As the Korea FTA provides fresh evidence of the job-killing nature of these deals, U.S. voters want and deserve to know why any member of Congress would buy another round of empty promises for these pacts.

It's an urgent question, because the same baloney is now being served up to Congress by the administration as it attempts to persuade Congress to delegate away its constitutional trade authority through a revival of the defamed and defunct Fast Track trade authority. That would be the Nixon-created legislative-luge-run procedure on which the administration hopes to sled TPP through Congress.

It's worth noting that the extreme Fast Track process has only been used 16 times since Nixon hatched it, although hundreds of trade agreements have been negotiated and implemented during the same period. It's the tool of choice by Democratic and Republican presidents seeking to pass "trade" agreements only Wall Street, Big Pharma and chronic-job-offshoring U.S. multinational corporations could love -- agreements like the TPP. The TPP includes generic-medicine-undermining drug patent extensions, limits on financial regulation, and special incentives to offshore U.S. jobs to, say, TPP partner Vietnam, where manufacturing wages of less than $100-$150 per month make it the lower cost offshoring alternative to China.

But, back to trade prevarication patrol: Contrary to the administration's claims of its export-expansion prowess, the steep decline in U.S. exports to Korea under the FTA contributed to an overall disappointing U.S. export performance in 2012. Forget about President Obama's pledge to double U.S. exports by the end of 2014. At the sluggish 2012 export growth rate of 2 percent, the United States would not achieve that goal until 2032, 18 years behind schedule.

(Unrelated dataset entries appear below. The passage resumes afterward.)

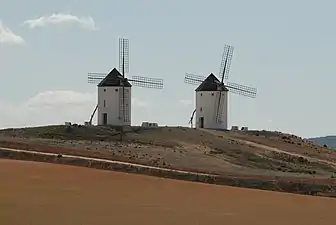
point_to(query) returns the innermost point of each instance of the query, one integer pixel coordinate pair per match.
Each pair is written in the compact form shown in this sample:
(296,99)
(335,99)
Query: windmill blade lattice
(95,78)
(123,55)
(193,79)
(242,90)
(147,82)
(226,62)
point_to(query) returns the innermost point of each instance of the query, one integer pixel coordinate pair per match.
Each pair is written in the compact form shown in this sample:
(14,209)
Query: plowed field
(40,193)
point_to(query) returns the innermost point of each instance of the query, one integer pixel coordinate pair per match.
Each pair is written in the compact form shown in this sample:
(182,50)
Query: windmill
(212,94)
(114,90)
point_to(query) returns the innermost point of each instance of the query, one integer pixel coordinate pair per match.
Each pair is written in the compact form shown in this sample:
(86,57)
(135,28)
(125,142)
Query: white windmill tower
(114,90)
(212,95)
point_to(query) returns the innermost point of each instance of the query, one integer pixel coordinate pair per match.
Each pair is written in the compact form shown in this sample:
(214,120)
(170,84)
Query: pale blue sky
(284,48)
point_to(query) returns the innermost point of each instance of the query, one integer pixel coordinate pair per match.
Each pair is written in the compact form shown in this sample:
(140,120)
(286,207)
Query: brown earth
(258,155)
(218,152)
(40,193)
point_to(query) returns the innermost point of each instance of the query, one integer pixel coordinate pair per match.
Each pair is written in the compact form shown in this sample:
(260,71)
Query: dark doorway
(104,118)
(201,122)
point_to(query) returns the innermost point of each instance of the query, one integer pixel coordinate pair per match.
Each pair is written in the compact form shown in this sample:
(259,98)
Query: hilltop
(330,141)
(247,153)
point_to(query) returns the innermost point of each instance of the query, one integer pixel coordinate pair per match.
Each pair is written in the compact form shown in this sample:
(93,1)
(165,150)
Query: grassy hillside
(219,152)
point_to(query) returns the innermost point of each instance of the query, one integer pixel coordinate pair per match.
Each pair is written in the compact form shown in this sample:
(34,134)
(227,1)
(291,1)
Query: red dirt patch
(55,194)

What's more, the sectors the administration promised would benefit the most from the Korea FTA are actually some of the biggest losers. U.S. pork exports to Korea are down 24 percent, beef exports fell 8 percent, and poultry exports took a huge hit, plunging 41 percent under the first year of the FTA compared to the year before it was implemented.

The auto industry numbers aren't any more promising. The U.S. deficit with Korea in autos and auto parts increased 16 percent in the first year of the FTA. U.S. auto imports from Korea have surged by more than $2.5 billion under the FTA's first year, while auto exports to Korea increased by just $130 million. Nonetheless, FTA proponents have shamelessly touted "gains" in U.S. auto exports. President Obama declared: "Our automobile exports are up nearly 50 percent!" Um, it would have been a bit more honest to not use percentages, given almost any gain would look grand compared to the teeny number of U.S. cars sold in Korea in 2011 -- about 8,000. The touted increase in 2012 totaled less than 1,500 cars. This in comparison to the 1.3 million Korean-made Hyundai and Kia cars sold here last year.

In sum, the Korea FTA's outcomes have shown the perils of relying on President Obama's promises, and have undermined his job growth agenda to boot. Given the transpartisan contempt for our current trade agreements shown in repeated polls, members of Congress who buy the same sorry promises again do so at their own peril.